MySQL - Calculating fields on the fly vs storing calculated data

One thing to notice is the way you use your data. If several applications, or several layers of your application (maybe old code and new code in the same app) is accessing your data you'll reduce the risk of errors in computing by pre-calculating in the database. Then your calculated data will always be the same, no matter which application is requesting it.

For your first example, there is no reason that someone someday will have to change the way your KMs will need to be computed. I would store it in database (via triggers or via PHP on the insert/update -- because MySQl triggers are... well they are... not as good as some other DB triggers).

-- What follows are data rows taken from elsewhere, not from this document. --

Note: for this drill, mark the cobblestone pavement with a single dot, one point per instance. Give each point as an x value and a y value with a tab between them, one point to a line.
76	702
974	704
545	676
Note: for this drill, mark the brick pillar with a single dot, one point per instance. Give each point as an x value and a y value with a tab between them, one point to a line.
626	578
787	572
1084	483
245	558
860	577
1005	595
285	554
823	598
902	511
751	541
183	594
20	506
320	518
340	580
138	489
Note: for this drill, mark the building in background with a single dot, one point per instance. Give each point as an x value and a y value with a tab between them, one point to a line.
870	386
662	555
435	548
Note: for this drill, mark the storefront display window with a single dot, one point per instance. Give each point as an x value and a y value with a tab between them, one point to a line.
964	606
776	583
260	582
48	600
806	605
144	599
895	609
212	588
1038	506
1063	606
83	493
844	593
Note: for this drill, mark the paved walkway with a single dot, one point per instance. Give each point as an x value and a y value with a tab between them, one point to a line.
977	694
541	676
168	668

Now if we taking your second example it's really not sure someone will not want some day to add some filters on that categories computing. For example, take only children which are between 2 and 5. Then all your pre-computed results serves nothing. If you need some optimizations and caches of theses things it's maybe more an application-layer cache you would need, something like memcache, or pre-computed results stored in a cache table. But this cache is an application cache, which is related in a certain way on your application parameters (requests with different filters would use a different record in the cache).

Note that with MySQl you've got as well a nice query cache which will prevent the same query to be computed too much.


Introducing redundancy into the database is a valid means of optimization. As with all optimizations, don't do it unless you have confirmed that this is where the bottleneck actually is.